10.6.3 Verdrag 71 – De pensioenen van zeelieden Vindplaats Nederlandse tekst: Trb. 1955, 3

Ratificatiedatum: 27-08-1957 Werkingssfeer

Het verdrag is van toepassing op zeelieden, waaronder wordt verstaan iedere persoon, die werkzaam is aan boord of in dienst is van een schip (met uitzondering van oorlogsschepen), dat staat ingeschreven in een gebied waarvoor het Verdrag geldt (artikel 1).

Verplichtingen

Artikel 2 verplicht tot het (doen) vaststellen - in overeenstemming met de nationale wetgeving - van een stelsel van pensioenen voor zeelieden, die ontslag nemen uit de dienst op zee.

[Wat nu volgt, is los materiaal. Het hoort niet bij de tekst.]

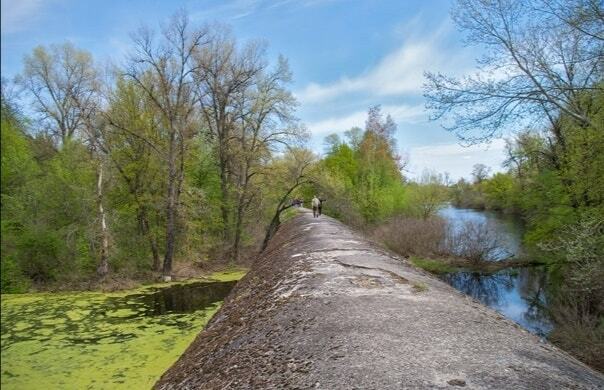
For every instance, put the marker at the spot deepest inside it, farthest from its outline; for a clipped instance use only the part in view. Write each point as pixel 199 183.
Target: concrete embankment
pixel 323 307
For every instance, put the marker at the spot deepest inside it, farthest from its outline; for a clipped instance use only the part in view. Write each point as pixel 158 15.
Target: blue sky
pixel 346 55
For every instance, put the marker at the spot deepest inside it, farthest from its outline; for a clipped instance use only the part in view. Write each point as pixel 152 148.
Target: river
pixel 517 293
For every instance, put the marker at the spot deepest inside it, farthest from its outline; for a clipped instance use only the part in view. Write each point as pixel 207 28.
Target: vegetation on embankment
pixel 102 340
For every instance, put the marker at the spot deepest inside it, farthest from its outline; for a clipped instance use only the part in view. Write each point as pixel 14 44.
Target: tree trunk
pixel 171 212
pixel 225 198
pixel 146 231
pixel 103 267
pixel 238 228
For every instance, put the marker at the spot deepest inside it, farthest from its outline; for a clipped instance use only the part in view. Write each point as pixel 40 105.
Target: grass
pixel 434 266
pixel 288 214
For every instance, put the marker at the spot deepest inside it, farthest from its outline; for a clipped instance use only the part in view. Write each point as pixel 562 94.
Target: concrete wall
pixel 324 308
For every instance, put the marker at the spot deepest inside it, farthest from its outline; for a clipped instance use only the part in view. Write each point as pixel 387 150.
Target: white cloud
pixel 400 114
pixel 18 14
pixel 456 159
pixel 398 72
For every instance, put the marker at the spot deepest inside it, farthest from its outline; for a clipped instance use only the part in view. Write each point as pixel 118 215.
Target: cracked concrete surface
pixel 324 308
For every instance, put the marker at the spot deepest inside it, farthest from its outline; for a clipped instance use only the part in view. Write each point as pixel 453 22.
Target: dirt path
pixel 325 308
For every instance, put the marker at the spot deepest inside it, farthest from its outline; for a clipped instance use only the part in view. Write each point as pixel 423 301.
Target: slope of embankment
pixel 324 308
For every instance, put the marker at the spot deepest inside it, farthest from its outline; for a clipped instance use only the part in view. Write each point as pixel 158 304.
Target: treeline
pixel 182 153
pixel 542 75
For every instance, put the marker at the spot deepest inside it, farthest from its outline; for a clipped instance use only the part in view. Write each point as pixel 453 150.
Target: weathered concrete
pixel 325 308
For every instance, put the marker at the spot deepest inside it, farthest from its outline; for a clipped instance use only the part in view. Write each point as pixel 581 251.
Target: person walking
pixel 321 200
pixel 316 203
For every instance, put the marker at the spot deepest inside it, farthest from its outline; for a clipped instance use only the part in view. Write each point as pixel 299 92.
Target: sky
pixel 345 55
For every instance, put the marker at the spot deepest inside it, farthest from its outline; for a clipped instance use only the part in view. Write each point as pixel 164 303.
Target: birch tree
pixel 164 70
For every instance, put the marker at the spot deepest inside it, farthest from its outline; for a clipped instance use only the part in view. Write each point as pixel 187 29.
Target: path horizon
pixel 323 307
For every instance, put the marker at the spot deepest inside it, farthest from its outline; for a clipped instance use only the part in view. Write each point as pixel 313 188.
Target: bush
pixel 12 280
pixel 411 236
pixel 474 241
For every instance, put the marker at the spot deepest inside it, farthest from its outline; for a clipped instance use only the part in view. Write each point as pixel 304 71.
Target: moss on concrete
pixel 434 266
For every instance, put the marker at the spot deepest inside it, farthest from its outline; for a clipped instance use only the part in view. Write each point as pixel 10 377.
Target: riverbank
pixel 444 265
pixel 92 339
pixel 183 273
pixel 323 307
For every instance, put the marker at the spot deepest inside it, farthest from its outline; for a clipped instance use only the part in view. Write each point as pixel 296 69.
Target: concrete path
pixel 324 308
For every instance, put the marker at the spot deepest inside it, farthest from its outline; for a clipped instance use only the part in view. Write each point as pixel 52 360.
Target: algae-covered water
pixel 95 340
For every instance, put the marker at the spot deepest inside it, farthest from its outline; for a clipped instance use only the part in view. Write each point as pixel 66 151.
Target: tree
pixel 132 137
pixel 428 195
pixel 266 122
pixel 540 56
pixel 63 84
pixel 480 173
pixel 223 74
pixel 289 173
pixel 167 73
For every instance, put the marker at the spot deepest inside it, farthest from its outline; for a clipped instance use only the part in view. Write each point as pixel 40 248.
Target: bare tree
pixel 65 88
pixel 265 123
pixel 63 84
pixel 540 56
pixel 480 173
pixel 223 73
pixel 291 171
pixel 165 71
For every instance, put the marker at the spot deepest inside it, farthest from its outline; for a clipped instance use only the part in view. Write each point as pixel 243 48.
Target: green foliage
pixel 501 192
pixel 433 265
pixel 361 177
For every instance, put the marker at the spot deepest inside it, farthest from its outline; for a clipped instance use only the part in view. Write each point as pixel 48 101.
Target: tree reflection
pixel 488 289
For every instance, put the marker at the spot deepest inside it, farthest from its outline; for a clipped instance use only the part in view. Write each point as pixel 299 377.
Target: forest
pixel 187 156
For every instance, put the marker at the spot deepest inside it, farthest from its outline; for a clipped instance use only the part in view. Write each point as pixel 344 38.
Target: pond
pixel 517 293
pixel 92 340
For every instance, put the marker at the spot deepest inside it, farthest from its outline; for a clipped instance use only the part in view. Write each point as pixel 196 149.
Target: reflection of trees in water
pixel 486 288
pixel 493 290
pixel 532 282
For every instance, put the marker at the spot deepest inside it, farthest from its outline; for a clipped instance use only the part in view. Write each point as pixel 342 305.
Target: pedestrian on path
pixel 316 203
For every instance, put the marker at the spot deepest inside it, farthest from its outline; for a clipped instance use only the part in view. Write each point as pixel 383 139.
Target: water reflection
pixel 517 293
pixel 509 229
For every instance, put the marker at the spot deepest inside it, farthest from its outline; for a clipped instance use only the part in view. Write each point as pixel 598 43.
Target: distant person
pixel 321 200
pixel 316 204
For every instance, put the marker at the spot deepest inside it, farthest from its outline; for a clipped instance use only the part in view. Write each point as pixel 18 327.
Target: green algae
pixel 95 340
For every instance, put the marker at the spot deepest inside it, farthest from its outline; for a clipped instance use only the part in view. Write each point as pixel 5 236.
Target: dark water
pixel 80 317
pixel 517 293
pixel 185 298
pixel 99 340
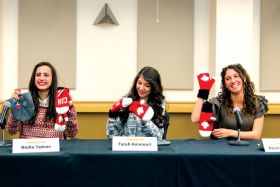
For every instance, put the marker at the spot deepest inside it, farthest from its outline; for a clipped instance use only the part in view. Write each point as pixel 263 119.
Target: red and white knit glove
pixel 62 103
pixel 143 111
pixel 205 84
pixel 123 103
pixel 207 120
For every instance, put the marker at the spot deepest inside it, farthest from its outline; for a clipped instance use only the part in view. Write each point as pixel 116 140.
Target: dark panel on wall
pixel 167 44
pixel 47 32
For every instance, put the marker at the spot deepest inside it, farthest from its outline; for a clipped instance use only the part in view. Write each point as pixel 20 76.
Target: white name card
pixel 271 144
pixel 37 145
pixel 123 143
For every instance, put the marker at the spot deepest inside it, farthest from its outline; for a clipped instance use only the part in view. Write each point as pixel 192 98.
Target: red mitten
pixel 143 111
pixel 207 120
pixel 59 123
pixel 205 84
pixel 62 103
pixel 123 103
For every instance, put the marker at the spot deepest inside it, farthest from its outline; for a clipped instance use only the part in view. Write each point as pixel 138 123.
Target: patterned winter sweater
pixel 42 128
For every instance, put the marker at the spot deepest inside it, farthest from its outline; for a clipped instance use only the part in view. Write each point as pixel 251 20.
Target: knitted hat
pixel 23 109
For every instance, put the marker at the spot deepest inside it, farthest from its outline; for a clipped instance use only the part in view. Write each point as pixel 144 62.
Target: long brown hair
pixel 51 113
pixel 250 99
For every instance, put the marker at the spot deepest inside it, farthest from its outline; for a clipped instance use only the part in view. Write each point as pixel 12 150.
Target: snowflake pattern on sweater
pixel 43 128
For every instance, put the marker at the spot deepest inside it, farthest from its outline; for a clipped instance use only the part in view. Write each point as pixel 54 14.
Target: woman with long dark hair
pixel 142 111
pixel 237 93
pixel 43 90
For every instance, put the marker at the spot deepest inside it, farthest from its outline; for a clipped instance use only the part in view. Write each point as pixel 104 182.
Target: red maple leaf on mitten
pixel 143 111
pixel 207 120
pixel 205 84
pixel 62 103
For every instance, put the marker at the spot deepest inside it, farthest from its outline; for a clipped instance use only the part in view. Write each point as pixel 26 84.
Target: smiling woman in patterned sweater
pixel 43 89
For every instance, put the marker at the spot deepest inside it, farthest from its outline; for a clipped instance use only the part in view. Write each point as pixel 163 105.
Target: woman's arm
pixel 255 134
pixel 72 125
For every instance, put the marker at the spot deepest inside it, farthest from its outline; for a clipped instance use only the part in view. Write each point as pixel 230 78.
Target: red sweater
pixel 42 128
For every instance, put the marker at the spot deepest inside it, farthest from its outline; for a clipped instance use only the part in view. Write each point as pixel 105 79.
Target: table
pixel 183 163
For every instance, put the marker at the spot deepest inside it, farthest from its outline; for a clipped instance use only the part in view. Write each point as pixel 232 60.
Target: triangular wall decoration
pixel 106 16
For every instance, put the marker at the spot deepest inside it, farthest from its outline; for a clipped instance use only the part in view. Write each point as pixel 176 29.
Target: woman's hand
pixel 16 93
pixel 224 133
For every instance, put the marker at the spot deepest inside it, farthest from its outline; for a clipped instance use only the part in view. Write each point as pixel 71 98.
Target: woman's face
pixel 43 78
pixel 143 88
pixel 233 81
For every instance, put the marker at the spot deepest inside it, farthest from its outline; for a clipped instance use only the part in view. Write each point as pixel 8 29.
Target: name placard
pixel 123 143
pixel 37 145
pixel 271 144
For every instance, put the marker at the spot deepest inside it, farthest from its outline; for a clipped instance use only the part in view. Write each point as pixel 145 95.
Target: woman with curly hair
pixel 238 92
pixel 142 111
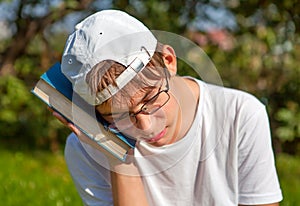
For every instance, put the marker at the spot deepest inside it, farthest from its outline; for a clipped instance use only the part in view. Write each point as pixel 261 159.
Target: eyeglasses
pixel 128 119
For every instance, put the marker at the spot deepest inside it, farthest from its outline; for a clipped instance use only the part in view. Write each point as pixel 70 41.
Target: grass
pixel 35 178
pixel 41 178
pixel 288 168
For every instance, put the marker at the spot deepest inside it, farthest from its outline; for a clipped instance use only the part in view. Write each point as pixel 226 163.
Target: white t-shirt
pixel 226 157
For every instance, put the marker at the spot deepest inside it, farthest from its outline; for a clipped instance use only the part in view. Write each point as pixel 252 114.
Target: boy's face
pixel 153 115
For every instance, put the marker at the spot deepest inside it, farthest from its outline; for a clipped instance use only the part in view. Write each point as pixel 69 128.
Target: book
pixel 54 89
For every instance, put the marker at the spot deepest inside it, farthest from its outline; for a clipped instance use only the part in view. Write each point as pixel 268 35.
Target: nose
pixel 143 121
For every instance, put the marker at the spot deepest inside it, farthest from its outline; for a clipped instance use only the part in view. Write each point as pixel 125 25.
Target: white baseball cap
pixel 106 35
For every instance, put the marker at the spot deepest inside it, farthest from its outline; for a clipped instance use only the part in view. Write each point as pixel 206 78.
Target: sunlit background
pixel 255 46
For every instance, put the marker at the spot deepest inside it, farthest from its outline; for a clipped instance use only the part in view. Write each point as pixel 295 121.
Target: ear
pixel 170 60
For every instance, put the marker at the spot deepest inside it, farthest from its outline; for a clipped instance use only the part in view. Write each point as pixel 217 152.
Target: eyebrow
pixel 146 94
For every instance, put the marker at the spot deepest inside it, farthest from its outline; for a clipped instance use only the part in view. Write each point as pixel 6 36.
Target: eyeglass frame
pixel 140 111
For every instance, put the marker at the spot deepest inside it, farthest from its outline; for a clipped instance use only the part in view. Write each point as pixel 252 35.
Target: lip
pixel 157 137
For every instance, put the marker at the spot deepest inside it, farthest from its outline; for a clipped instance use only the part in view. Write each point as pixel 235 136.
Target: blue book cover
pixel 56 79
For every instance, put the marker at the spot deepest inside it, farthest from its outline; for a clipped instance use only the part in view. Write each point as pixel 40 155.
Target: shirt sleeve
pixel 258 181
pixel 92 181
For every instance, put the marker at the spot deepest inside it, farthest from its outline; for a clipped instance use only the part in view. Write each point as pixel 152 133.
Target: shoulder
pixel 231 99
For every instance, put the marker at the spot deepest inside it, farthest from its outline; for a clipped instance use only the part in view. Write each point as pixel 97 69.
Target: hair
pixel 105 73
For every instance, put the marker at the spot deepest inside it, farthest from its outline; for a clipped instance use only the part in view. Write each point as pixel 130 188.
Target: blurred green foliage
pixel 259 54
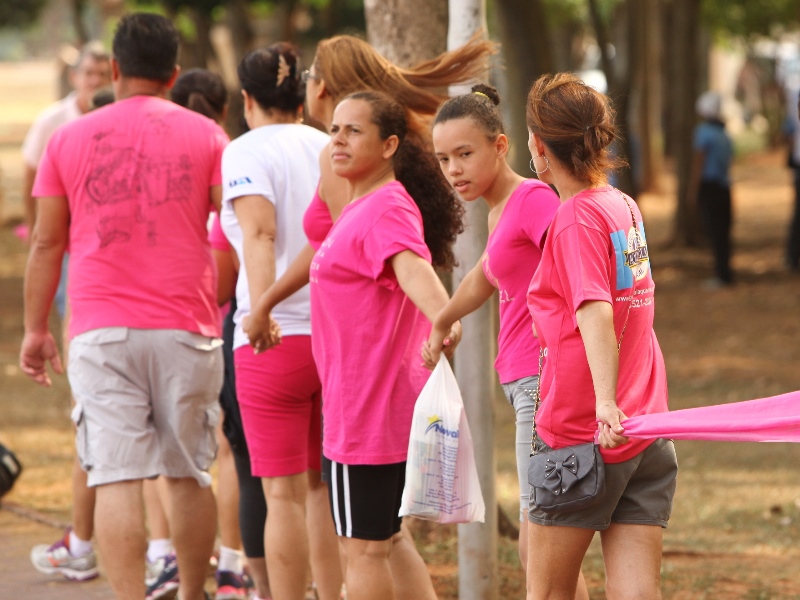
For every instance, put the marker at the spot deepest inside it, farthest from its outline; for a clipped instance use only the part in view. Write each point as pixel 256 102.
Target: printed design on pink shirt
pixel 123 183
pixel 632 256
pixel 312 277
pixel 487 269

Dit stelsel mag indien nodig uitzonderingen bevatten ten aanzien van:

a. personen aan boord van bepaalde schepen, bijv. schepen die niet voor de handel worden gebruikt, vissersvaartuigen en kleinere schepen;

b. een groot aantal andere categorieën, zoals leden van het gezin van de reder, loodsen die geen lid zijn van de bemanning, personen die geen beloning voor hun diensten ontvangen, personen die voor eigen rekening werken, onderdanen van andere lidstaten etc..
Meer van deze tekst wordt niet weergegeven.